In May 1834 Leahy was appointed county surveyor for the East Riding of Co. Cork. At the same time his son EDMUND LEAHY was appointed county surveyor for the West Riding of the county. The two men worked in the same premises, assisted in an unofficial capacity by Patrick's sons Denis and Matthew. The fact that Patrick and Edmund between them controlled public works in the entire county and were also in private practice gave them ample scope for abuses of the system, which led to Patrick's dismissal for fraud in March 1846. He was succeeded by JOHN BENSON. P atrick Leahy was also surveyor for Cork city from 1842 or earlier until 1846(2) and in 1836 and 1837 was the Ecclesiastical Commissioners' provincial architect for Munster.(3)
Patrick Leahy's movements between March 1846 and December 1848 are not known. On 8 January 1849 he set sail from London for the Cape of Good Hope together with Edmund, Edmund's wife, three 'Misses Leahy' and three 'Masters Leahy'. He died at the Cape in straitened circumstances on 5 October 1850. His wife Margaret (née Cormack) had predeceased him in 1845. He was survived by his eldest son, Patrick, president of St Patrick's College, Thurles, and future Archbishop of Cashel, by Denis, Edmund and Matthew, and by his four daughters.
ICEI: founder member, 1835.(4)
Inst.CE: elected associate member, 1834.
Addresses: Work: 20 South Mall, Cork, 1846.
Home: Thurles, 1818; Anne Street, Clonmel, 1827-1832; Glenville, Glanmire, Co. Cork; Bruin Lodge, 109 Lower Glanmire Road, Cork, 1844-1846.
References
This entry is condensed from Brendan O'Donoghue's definitive account of the lives of Patrick Leahy and his sons, In Search of fame and fortune: the Leahy family of engineers 1780-1888 (Dublin: Geography Publications, 2006).
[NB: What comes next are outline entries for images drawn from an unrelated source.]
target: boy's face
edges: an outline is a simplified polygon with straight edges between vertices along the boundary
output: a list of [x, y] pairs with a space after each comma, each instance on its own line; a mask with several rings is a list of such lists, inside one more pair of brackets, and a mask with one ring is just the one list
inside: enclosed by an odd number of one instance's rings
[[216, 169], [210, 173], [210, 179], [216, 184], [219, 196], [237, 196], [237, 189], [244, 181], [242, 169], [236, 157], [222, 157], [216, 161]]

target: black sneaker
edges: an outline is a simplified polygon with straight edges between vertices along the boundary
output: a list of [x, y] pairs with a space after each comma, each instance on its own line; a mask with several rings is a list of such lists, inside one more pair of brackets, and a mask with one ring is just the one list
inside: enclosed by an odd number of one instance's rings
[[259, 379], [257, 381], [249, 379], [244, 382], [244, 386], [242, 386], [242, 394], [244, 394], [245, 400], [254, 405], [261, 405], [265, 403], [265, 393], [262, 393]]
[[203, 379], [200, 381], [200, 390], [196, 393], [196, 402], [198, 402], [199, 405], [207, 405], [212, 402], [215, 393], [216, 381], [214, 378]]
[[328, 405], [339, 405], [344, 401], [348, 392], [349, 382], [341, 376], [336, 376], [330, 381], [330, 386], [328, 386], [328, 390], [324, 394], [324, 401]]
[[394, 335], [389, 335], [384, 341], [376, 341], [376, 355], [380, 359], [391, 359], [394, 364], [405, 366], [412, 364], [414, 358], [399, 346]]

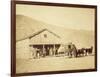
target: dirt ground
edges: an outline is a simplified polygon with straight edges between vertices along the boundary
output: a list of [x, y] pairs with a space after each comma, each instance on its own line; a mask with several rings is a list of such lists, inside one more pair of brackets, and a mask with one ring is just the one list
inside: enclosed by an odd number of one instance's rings
[[61, 71], [74, 69], [92, 69], [94, 68], [95, 57], [85, 56], [79, 58], [45, 57], [40, 59], [17, 59], [16, 72], [43, 72], [43, 71]]

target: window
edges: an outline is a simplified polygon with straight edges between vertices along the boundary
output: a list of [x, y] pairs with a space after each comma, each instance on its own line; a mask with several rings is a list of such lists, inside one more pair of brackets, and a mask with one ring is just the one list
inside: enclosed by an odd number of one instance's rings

A more condensed account of Patrick Leahy's life is in the same author's The Irish County Surveyors 1834-1944 (Dublin: Four Courts Press, 2007), 234-237.
(1) NLI microfilm P.5527 (IAA, Edward McParland files, Acc. 2008/44).
(2) Jones transcripts from Thom's directories.
(3) Parliamentary Papers Church 1837-38 (142) & 1844 (319) suggest that he may have continued to do work for the Commissioners (IAA, Edward McParland files, Acc. 2008/44).
(4) Photocopy of transcript of minutes of first meeting of Engineers' Society of Ireland, 6 Aug 1835, in IAA, Jones File F73.